I Comuni segnalano alla Giunta regionale, entro la fine di ogni anno, le attività corsuali che, comprese nei programmi finanziati dalla Regione, non siano state effettuate.

ARTICOLO 4

Personale docente

Il personale docente da utilizzare nelle attività corsuali dovrà essere in possesso dei requisiti professionali richiesti per ciascun corso. Tale personale è utilizzato con rapporto di prestazioni d'opera intellettuale di cui al Libro V, Titolo III del Lavoro autonomo del Codice Civile.

ARTICOLO 5

Erogazione contributi

La Giunta, visti i programmi presentati ai sensi del precedente articolo 3, sentita la competente commissione consiliare, eroga entro il 31 marzo di ogni anno i contributi previsti dall'articolo 2.

Nella erogazione dei contributi la Giunta regionale detrarrà dalle competenze degli enti e delle associazioni interessati quanto si riferisce alle attività non effettuate negli anni precedenti.

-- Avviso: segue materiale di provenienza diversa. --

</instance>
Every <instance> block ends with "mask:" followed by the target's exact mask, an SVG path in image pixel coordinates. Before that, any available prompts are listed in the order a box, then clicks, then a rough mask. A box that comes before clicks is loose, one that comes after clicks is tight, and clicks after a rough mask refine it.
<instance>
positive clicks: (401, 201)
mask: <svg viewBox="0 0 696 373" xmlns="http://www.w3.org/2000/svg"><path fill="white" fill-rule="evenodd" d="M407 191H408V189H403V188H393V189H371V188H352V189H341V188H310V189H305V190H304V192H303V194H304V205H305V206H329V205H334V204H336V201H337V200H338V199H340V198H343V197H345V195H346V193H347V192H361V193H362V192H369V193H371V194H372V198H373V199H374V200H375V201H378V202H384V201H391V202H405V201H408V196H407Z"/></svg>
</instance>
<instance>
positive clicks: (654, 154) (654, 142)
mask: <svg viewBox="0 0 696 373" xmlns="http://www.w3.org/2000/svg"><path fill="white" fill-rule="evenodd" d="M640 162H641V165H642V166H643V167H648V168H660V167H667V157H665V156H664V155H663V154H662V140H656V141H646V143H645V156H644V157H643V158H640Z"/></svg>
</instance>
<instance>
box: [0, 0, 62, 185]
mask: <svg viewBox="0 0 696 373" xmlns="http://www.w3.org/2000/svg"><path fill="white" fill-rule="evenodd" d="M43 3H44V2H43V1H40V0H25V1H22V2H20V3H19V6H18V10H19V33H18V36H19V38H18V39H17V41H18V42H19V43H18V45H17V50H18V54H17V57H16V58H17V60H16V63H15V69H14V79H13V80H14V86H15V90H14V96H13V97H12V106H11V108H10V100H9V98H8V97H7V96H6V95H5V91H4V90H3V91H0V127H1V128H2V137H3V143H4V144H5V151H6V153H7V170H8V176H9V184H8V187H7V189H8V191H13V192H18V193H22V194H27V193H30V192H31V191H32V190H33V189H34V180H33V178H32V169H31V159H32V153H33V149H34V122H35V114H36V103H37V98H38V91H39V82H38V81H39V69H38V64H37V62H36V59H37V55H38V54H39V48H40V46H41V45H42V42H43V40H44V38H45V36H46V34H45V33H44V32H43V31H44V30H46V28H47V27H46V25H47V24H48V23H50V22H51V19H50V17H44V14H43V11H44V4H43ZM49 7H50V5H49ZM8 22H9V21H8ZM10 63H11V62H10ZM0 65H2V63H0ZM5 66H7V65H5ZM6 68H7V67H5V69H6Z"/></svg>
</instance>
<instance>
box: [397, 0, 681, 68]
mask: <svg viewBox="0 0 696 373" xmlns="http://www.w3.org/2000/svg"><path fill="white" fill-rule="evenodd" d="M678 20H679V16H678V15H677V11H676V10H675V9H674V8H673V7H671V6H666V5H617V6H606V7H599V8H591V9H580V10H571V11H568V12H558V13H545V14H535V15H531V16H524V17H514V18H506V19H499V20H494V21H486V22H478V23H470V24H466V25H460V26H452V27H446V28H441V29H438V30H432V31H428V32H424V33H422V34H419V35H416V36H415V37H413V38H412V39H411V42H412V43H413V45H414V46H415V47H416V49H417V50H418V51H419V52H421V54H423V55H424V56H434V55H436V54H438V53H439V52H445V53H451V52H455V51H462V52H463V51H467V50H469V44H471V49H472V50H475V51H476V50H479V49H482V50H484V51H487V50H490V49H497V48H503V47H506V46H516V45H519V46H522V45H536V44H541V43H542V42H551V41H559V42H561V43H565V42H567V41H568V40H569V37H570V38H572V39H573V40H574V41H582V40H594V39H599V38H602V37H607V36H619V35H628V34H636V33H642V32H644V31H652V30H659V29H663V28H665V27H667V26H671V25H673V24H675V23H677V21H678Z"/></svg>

Dei contributi erogati alle associazioni musicali è data comunicazione ai comuni ove hanno sede le Associazioni musicali interessate.

ARTICOLO 6

Non cumulabilità dei contributi

I contributi regionali di cui alla presente legge sono vincolati all'attuazione delle attività corsuali per le quali sono stati accordati e non possono essere utilizzati per altre finalità , né possono essere cumulati con altri finanziamenti regionali tesi a sostenere scopi identici o similari.

ARTICOLO 7

Norme transitorie

Nella prima attuazione della presente legge i programmi delle attività corsuali di cui al precedente articolo 3 sono presentati entro 60 giorni dalla data di entrata in vigore della legge stessa. Entro i successivi 60 giorni la Giunta regionale eroga i contributi previsti.

ARTICOLO 8

Finanziamento

Per il finanziamento della presente legge è disposto, per l'anno 1982, la spesa di L. 300.000.000 che fa carico al Cap. 16140 del bilancio di previsione 1982 che viene istituito con la variazione di bilancio di cui al successivo art. 9. Per gli anni successivi si provvederà con le singole leggi di bilancio.

ARTICOLO 9

Variazione al bilancio

Agli stati di previsione di competenza e di cassa della parte spesa del bilancio di previsione 1982 sono apportate per analogo importo, le seguenti variazioni:

In diminuzione:

Cap. 60000:

«Fondo globale per il finanziamento di spesa per l'adempimento di funzioni normali» L. 200.000.000

Cap. 12140:

«Contributi reg.li per l'attività di educazione permanente ( LR 28- 6- 79 n. 29)» L. 100.000.000

Totale in diminuzione L. 300.000.000

Di nuova istituzione:

Ca. 16140:

«Finanziamento dei corsi di orientamento musicale ( LR 10/ 82 Atti del Consiglio)» L. 300.000.000

Totale di nuova istituzione L. 300.000.000

La presente legge è pubblicata sul Bollettino Ufficiale della Regione.

E' fatto obbligo a chiunque spetti di osservarla e farla osservare come legge della Regione Toscana.